🤖 AI Summary
This work addresses the high cost and low efficiency of traditional radio frequency (RF) map acquisition and the limited controllability of existing generative models under unsupervised settings. The authors propose SAIL, a novel framework that, for the first time, learns disentangled latent representations from unlabeled RF maps without any positional or orientation labels. By integrating InfoGAN with Wasserstein GAN and gradient penalty, SAIL decomposes the latent space such that discrete variables correspond to physically interpretable spatial regions while continuous variables encode transmitter orientation.

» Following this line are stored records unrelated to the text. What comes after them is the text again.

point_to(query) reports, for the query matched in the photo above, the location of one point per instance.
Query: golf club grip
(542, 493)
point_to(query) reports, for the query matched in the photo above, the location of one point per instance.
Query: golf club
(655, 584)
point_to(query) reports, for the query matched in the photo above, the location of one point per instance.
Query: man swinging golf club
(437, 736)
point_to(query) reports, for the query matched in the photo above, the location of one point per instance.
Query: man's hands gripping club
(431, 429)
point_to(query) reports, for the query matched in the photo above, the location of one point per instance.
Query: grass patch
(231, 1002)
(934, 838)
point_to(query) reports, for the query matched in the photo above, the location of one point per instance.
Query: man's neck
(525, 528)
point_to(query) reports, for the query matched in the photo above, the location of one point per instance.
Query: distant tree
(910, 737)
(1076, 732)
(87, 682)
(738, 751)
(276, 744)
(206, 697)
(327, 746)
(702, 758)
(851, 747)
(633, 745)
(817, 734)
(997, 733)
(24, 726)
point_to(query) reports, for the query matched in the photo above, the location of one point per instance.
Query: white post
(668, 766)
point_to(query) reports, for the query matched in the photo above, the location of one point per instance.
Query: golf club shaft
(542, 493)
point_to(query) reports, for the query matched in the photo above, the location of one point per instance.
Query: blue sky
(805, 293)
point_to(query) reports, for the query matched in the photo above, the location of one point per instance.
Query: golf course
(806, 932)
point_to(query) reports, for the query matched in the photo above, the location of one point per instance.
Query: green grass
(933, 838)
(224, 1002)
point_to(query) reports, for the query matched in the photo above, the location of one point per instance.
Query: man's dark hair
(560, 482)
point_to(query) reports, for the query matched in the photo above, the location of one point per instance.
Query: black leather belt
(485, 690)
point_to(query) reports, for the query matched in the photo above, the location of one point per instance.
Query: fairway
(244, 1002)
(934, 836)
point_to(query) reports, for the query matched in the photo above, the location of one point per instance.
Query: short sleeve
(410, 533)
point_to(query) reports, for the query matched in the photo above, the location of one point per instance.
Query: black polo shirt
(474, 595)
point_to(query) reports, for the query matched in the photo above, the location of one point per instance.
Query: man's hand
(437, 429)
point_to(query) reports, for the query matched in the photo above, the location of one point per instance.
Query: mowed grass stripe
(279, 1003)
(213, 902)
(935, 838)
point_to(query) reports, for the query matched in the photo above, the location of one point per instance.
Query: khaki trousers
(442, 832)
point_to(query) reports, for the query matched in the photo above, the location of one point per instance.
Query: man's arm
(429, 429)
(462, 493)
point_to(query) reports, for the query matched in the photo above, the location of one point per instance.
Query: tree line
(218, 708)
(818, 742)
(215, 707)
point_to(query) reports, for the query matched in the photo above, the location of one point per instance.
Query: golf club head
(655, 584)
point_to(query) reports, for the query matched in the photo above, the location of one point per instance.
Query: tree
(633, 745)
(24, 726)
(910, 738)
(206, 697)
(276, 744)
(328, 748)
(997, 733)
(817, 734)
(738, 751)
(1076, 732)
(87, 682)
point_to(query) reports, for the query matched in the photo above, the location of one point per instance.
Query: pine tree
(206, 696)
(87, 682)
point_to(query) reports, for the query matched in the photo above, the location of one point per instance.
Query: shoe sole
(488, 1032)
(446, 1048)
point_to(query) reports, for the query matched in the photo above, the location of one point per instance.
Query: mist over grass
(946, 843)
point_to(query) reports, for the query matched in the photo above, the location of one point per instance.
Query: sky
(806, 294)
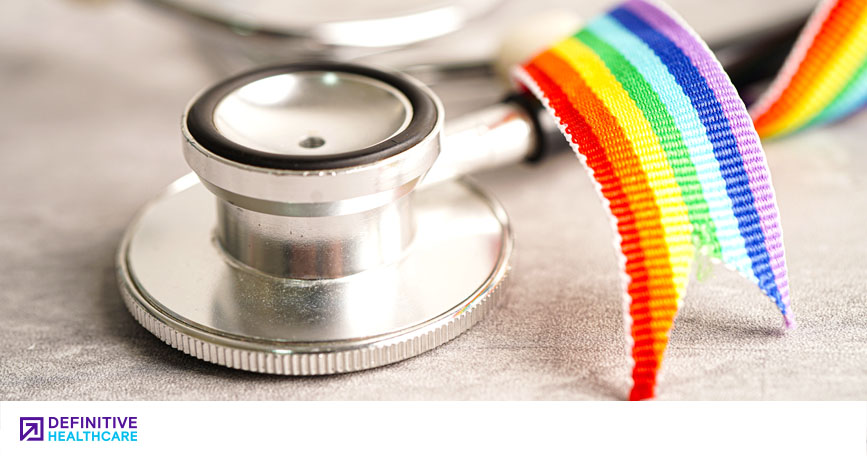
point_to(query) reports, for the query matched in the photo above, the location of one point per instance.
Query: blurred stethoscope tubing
(319, 255)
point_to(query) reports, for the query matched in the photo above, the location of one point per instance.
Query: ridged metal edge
(393, 349)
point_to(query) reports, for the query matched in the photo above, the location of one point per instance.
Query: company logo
(79, 429)
(31, 428)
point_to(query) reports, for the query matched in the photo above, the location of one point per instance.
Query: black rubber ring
(201, 126)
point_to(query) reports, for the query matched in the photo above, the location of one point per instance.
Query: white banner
(243, 428)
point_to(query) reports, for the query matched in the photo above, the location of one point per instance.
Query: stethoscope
(326, 227)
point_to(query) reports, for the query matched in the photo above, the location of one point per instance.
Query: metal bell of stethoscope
(323, 229)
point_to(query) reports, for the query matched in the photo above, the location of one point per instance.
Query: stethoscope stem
(495, 136)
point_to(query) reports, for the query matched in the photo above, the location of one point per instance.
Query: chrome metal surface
(325, 192)
(178, 283)
(312, 113)
(488, 138)
(375, 24)
(316, 247)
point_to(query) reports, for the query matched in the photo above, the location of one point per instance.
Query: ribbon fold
(656, 122)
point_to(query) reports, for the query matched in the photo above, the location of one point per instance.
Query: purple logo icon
(31, 428)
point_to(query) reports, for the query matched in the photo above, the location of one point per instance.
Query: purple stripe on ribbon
(742, 128)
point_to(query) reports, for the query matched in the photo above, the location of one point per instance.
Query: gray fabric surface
(88, 132)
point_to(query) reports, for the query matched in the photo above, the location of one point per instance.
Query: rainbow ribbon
(825, 76)
(657, 123)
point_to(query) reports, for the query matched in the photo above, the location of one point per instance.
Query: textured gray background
(89, 103)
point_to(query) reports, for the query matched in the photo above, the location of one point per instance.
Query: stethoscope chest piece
(301, 245)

This enables controllable, direction-specific synthesis during inference. Evaluated on ray-tracing data, the method achieves an SSIM of 0.8576 and a PSNR of 23.33 dB, demonstrating high generation quality, physical consistency, and controllability.
📝 Abstract
In wireless networks, radio-frequency (RF) maps are critical for tasks such as capacity planning, coverage estimation, and localization. Traditional approaches for obtaining RF maps, including site surveys and ray-tracing simulations, are labor-intensive or computationally expensive, especially at high frequencies and dense network deployments. Generative AI offers a promising alternative for RF map synthesis. However, supervised methods are often infeasible due to the lack of reliable labeled training data, while purely unsupervised methods typically lack explicit control over the synthesis process. To address these challenges, we propose SAIL (Spatial-Angular Interpretable Feature Learning), a generative adversarial network (GAN)-based framework that learns interpretable and controllable latent variables directly from unlabeled RF maps and enables targeted RF map synthesis at inference time through latent-variable manipulation. SAIL builds on the information-maximizing GAN (InfoGAN) principle to learn a structured representation comprising: (i) a categorical latent variable that captures discrete floor-plan regions associated with Tx location and (ii) a continuous latent variable that captures angular variations corresponding to the Tx boresight angle, without requiring any location or orientation supervision during training. We further adopt a Wasserstein GAN objective with a gradient penalty to improve training stability and synthesis quality. Our results using ray-tracing-based RF maps indicate that SAIL learns physically meaningful spatial-angular factors and enables fast controlled RF map synthesis, achieving an average SSIM of 0.8576 and an average PSNR of 23.33 dB relative to ray-tracing simulations.